OPTIONAL FRENCH COURSES

These 300 level (Advanced) courses are taught in French and are offered exclusively to API students. The number of semester credits is indicated in parentheses after the course title.  Students typically take this course in place of a ICP elective. An additional fee may be charged for participation in the API course (whether taken in place of or in addition to a regular elective course). Course subject to minimum enrollment.

History of French Cuisine (3) – Conducted in French – FALL

Who has never dreamt of chocolate mousse, foie gras, or fondue? Why is France so attached to its cuisine and culinary traditions? How did they develop and what role do they play within daily life as well as national identity? How could the French indulge themselves in fastuous and lengthy meals and joyfully continue to speak about food while eating? What does eating mean?

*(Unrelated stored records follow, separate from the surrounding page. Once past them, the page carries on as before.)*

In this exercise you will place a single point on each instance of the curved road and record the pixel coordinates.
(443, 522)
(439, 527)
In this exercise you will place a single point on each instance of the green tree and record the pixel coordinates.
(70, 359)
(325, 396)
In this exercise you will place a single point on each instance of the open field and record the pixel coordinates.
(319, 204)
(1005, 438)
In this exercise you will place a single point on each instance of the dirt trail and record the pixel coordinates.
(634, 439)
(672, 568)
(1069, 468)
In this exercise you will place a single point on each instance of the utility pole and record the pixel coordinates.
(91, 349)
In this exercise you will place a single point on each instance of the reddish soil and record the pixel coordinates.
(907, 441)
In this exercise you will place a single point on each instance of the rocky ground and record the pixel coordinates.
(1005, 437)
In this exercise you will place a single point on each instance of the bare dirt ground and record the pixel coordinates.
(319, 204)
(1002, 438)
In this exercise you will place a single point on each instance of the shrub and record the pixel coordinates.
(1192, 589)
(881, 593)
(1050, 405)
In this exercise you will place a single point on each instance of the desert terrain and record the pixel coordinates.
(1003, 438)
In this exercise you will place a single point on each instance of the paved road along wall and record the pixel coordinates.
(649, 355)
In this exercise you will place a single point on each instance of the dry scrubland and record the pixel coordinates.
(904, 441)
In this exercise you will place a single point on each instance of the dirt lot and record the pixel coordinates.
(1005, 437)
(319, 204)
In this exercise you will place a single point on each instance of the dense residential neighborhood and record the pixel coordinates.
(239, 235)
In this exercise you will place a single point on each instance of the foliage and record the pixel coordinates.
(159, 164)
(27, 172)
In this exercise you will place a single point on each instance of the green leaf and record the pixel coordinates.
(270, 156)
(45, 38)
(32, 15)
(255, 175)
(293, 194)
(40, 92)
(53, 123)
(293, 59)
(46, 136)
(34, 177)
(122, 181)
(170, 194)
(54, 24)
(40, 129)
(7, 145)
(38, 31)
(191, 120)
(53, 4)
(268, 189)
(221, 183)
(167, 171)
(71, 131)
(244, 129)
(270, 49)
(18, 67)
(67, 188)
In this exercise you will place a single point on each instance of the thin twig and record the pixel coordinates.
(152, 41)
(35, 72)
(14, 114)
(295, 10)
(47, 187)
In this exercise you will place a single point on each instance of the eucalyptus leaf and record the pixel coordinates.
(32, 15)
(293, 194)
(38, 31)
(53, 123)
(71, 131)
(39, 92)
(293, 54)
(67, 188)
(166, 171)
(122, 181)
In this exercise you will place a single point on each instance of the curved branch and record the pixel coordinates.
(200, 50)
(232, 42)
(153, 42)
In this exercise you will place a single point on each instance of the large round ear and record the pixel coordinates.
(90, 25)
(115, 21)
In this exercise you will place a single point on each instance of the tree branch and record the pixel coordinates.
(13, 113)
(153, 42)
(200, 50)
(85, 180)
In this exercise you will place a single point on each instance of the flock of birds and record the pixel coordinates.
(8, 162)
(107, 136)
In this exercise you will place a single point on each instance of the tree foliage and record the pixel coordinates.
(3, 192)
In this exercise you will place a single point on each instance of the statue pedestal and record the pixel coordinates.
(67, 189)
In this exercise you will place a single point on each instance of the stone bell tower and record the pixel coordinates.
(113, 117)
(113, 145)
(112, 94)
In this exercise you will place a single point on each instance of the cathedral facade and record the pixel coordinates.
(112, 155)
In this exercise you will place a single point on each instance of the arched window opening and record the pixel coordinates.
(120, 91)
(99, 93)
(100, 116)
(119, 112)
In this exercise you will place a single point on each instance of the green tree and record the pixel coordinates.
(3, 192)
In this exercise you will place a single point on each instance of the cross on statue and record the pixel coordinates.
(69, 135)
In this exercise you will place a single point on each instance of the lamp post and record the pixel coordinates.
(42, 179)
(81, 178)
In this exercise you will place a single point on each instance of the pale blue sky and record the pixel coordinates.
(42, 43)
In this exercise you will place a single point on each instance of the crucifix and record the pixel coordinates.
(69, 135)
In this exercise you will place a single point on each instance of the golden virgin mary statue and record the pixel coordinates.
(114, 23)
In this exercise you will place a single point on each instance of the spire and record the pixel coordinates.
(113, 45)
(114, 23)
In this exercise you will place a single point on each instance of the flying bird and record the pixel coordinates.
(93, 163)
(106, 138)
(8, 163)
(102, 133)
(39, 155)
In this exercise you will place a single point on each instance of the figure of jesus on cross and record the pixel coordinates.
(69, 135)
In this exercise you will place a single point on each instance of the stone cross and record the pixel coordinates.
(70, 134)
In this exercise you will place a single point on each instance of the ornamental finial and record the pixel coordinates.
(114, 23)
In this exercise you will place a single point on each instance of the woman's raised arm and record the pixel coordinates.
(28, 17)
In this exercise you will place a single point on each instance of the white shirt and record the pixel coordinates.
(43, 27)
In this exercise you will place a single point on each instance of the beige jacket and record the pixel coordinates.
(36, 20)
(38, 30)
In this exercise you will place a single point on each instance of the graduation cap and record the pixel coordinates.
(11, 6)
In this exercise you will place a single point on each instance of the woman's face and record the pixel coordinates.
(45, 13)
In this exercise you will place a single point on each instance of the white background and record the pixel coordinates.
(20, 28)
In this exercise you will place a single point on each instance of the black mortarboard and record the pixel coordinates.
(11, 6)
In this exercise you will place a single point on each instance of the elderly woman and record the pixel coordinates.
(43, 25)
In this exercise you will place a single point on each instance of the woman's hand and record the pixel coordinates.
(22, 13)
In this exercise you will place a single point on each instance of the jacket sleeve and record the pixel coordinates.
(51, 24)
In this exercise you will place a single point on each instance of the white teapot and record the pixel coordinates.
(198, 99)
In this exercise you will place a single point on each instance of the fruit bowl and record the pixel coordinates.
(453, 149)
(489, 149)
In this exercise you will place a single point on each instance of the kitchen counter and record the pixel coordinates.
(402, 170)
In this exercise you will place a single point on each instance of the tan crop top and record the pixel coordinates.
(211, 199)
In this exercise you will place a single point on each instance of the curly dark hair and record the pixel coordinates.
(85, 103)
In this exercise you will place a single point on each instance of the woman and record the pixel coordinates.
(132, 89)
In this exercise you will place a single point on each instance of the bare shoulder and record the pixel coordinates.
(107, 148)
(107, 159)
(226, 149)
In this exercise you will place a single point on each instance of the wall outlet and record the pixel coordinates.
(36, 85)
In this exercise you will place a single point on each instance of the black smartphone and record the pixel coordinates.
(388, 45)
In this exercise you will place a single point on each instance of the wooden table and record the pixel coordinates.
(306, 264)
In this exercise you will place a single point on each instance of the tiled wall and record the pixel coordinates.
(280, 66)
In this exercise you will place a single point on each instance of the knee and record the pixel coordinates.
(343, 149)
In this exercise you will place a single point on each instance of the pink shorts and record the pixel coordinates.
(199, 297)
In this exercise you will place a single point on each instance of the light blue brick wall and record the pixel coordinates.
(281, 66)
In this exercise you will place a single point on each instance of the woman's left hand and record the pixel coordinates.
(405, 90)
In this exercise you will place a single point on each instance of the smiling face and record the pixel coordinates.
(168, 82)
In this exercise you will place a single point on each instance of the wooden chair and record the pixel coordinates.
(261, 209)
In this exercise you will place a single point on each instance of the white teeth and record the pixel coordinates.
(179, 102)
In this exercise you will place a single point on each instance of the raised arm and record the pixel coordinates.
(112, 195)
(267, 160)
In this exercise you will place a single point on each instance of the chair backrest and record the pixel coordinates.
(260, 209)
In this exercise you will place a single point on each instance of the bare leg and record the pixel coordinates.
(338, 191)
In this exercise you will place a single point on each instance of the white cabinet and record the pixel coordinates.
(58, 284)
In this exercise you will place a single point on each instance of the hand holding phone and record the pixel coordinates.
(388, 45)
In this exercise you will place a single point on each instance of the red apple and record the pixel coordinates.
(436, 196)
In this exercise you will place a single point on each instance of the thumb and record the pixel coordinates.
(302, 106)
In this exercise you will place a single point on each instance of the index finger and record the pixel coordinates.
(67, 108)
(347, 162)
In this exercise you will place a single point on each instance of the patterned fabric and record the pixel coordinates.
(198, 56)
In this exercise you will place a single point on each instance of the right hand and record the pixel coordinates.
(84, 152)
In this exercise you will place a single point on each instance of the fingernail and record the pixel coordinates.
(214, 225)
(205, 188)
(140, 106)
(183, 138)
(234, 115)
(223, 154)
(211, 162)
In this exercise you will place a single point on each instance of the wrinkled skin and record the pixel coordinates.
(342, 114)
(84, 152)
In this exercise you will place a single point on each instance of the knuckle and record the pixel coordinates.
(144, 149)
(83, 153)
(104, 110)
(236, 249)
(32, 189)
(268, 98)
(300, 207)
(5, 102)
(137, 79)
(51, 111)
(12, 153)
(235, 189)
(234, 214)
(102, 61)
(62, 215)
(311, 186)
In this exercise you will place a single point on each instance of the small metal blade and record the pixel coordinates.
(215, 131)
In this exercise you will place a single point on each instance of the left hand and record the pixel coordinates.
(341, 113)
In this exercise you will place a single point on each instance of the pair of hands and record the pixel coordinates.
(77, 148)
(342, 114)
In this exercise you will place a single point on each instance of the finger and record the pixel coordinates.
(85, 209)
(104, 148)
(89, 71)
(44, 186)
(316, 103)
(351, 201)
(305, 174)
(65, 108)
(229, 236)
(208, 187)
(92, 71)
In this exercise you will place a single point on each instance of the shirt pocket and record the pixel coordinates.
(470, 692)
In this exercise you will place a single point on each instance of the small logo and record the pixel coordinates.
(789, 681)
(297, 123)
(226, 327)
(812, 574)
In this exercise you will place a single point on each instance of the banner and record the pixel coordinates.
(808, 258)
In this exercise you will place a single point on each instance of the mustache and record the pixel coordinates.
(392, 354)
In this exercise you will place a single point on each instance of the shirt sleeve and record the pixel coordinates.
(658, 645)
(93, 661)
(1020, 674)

This course is designed to understand the role and place of French Cuisine within its society from an historical, ethnological, and sociological point of view, and to put into practice this “savoir vivre français” by cooking some traditional dishes and sharing them together. This is a reading and research class, with a cooking and tasting component.

French Civilization (3) – Conducted in French – SPRING

The post-WWII era was a time of deep transformations in the French way of living, the political structure of the French society, and through cultural and social representations and is strongly represented through the Parisian architecture and the design of the main avenues and boulevards. This course examines French society chronologically from 1945 to today by highlighting the main events of this era and examining the city itself through daily life, buildings, movies, paintings, and theoretical developments.

TEACHING INTERNSHIP

All students with 4 semesters of college level French (equivalent to the intermediate level) or more are able to participate in the teaching internship for an additional 3 credits. Beginning and intermediate-level students can also do the internship, but are not eligible to earn credit or a grade for the experience. Spaces are limited and are awarded on a first-come, first-served basis. An additional fee is charged for the internship.

A French Experience: Internship (3)

Students teach English in a French school. This is a unique experience for API students in Paris to get to know Parisians and Parisian life from the inside, not only through the teenagers in the classes students teach, but also from the teachers that students assist.

TEACHING RESPONSIBILITIES

Students teach English two to three hours a week in a Parisian school. The regular professor asks the student what is to be taught and helps students prepare for class. Students are asked to keep a journal where all course plans and weekly evaluations are registered (one page per class, per course taught). Students also have to write a final internship report (in French) analyzing the French teaching system and their perception of French society through their own teaching experience. Upon successful completion students earn 3 semester credits.